Let's try the sledgehammer approach:

* DAVE YOU NEED TO CHANGE THE IN-CAMERA SETTINGS AS PER TEST ENGINEER'S ADVICE.

ALSO, YOU NEED TO TAKE IT OUT OF AUTO MODE EVERY ONCE IN A WHILE*

Ed


----------



## BahnBaum (Feb 25, 2004)

EdCT said:


> Let's try the sledgehammer approach


I'll bet you $10 that doesn't work.



Alex


----------



## Test_Engineer (Sep 11, 2004)

BahnBaum said:


> I'll take that bet.
> 
> Alex


It might not look better to you and I, but for someone who is comparing a P&S to a DSLR, it will.


----------



## Dave 330i (Jan 4, 2002)

Test_Engineer said:


> Sharpening: +2
> Tone comp.: Auto
> Color mode: IIIa (sRGB)
> Saturation: Enhanced
> ...


:rofl: I'll try that prescription. I seem to get "preferred" results with the cheapo 70-300 G lens than I do with the 18-70 G ED lens.


----------



## Test_Engineer (Sep 11, 2004)

Dave 330i said:


> :rofl: I'll try that prescription. I seem to get "preferred" results with the cheapo 70-300 G lens than I do with the 18-70 G ED lens.


That 18-70 is a great lens. WAY better than the cheap 70-300. :dunno:


----------



## Boile (Jul 5, 2005)

Dave 330i said:


> I don't want to beat the bland and neutral color issue to death. What sold me on the 70s was the 29 page comparison to the Canon Rebel XT a while back. I was sold on the D70s as it was the favorite of the reviewers. Nowhere did I see that post image processing was somthing one has to deal with. Wasn't there a situation in which a free lance British photographer post processed a picture of the war in Iraq that got him fired?
> 
> Those who think the PS cameras tend to saturate and brighten up the images are wrong. That's what the eyes see, and that's what should be recorded in the images.


The problem is... everybody's eyes see differently.
So DSLRs typically set their default in-camera processing more conservatively (due to reasons Cliff mentioned) and P&S cameras go wilder because most consumers get more impressed with the bang, even though it may not be that realistic.
I took your Nikon pic and gave it to Picassa (a free download  ) and just by pushing the "I feel lucky" button I got something similar to your Canon pic.
I then bumped up saturation and sharpness a bit and this is the result.
Not everybody will like it the same. Personal preference.
The key is image quality. Zoom in those pictures all the way to 400% for example (or do a significant crop, like to isolate one bush or the fence), and tell me which one is better looking. I can't do that with the pics you posted because they've been too compressed.
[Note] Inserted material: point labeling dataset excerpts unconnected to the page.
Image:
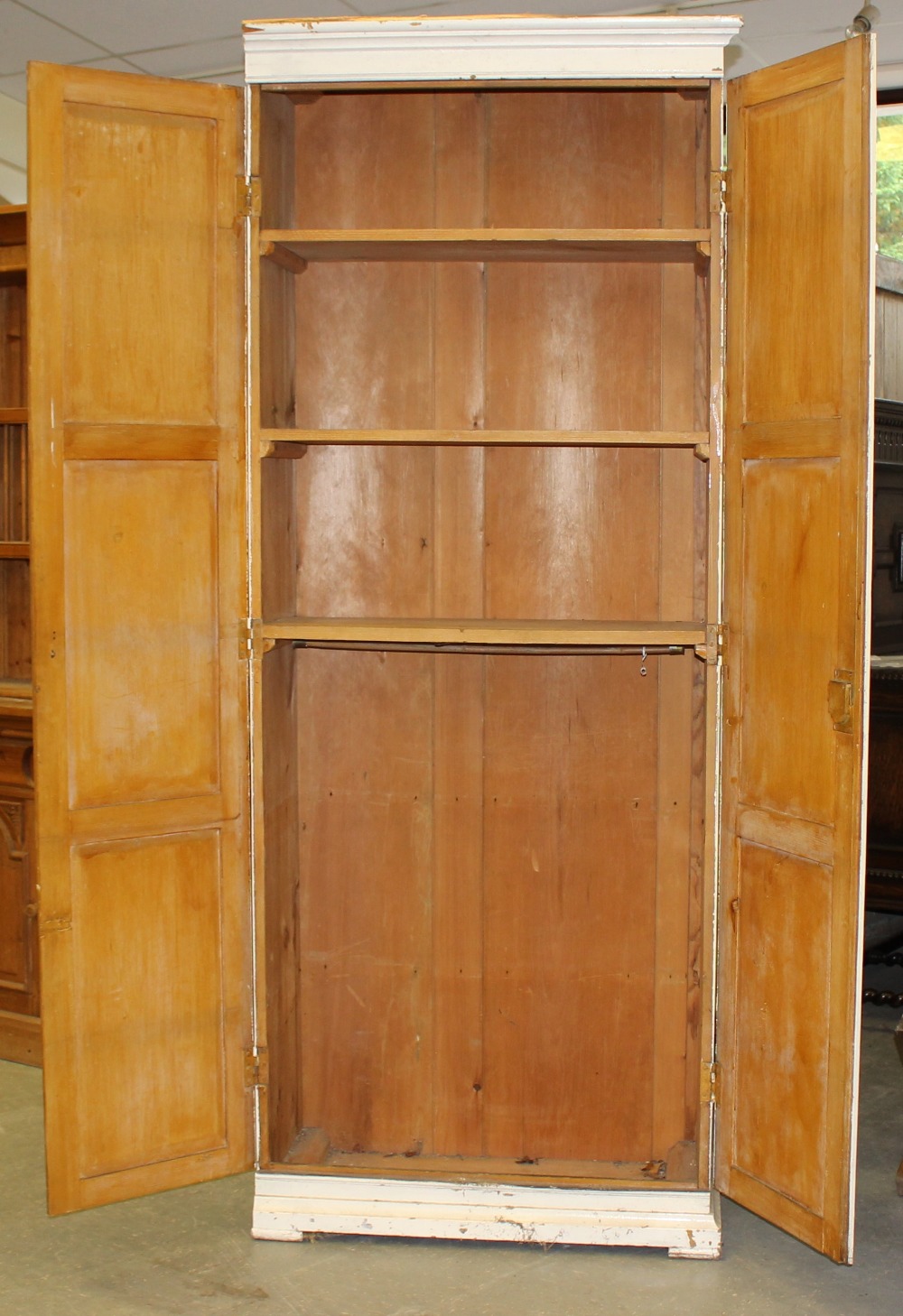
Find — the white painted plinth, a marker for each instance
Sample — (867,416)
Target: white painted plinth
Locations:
(290,1206)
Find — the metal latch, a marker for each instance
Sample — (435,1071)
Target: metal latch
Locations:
(710,1089)
(840,700)
(256,1068)
(247,198)
(721,191)
(715,645)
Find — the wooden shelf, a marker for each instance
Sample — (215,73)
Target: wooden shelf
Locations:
(14,259)
(14,695)
(471,632)
(295,247)
(276,439)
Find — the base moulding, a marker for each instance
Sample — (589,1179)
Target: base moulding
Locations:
(290,1206)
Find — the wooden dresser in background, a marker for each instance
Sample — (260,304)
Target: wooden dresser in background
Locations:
(20,1023)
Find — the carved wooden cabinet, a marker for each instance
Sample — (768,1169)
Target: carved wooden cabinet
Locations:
(20,1024)
(442,692)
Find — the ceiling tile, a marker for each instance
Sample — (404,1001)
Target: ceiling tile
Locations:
(126,26)
(26,36)
(14,86)
(198,60)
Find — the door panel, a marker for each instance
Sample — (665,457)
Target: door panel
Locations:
(138,588)
(796,536)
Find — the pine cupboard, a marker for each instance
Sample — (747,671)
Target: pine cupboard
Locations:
(20,1023)
(449,577)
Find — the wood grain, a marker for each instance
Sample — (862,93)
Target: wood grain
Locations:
(135,264)
(796,533)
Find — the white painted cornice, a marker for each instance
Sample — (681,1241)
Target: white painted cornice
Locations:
(319,51)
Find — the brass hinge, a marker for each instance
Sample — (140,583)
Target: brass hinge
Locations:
(249,638)
(715,646)
(247,198)
(721,191)
(252,644)
(256,1068)
(710,1088)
Use the originals for that test.


----------



## Dave 330i (Jan 4, 2002)

Boile said:


> The problem is... everybody's eyes see differently.
> So DSLRs typically set their default in-camera processing more conservatively (due to reasons Cliff mentioned) and P&S cameras go wilder because most consumers get more impressed with the bang, even though it may not be that realistic.
> I took your Nikon pic and gave it to Picassa (a free download  ) and just by pushing the "I feel lucky" button I got something similar to your Canon pic.
> I then bumped up saturation and sharpness a bit and this is the result.
> ...


Yea, as if I do that every day.  JK


----------



## SeanC (May 12, 2007)

personally, I like the Nikon picture better. IMO Canon overdid what it was trying to do..


----------



## Test_Engineer (Sep 11, 2004)

DSLR's are set at a pretty conservative color mode as a default. MOST people who are using a DSLR are shooting in RAW, so this is not affected and can be changed afterward. Just to give you an example of the difference, here are three different color modes from a D70:

Ia (sRGB) (more natural skin tones, good for portraits)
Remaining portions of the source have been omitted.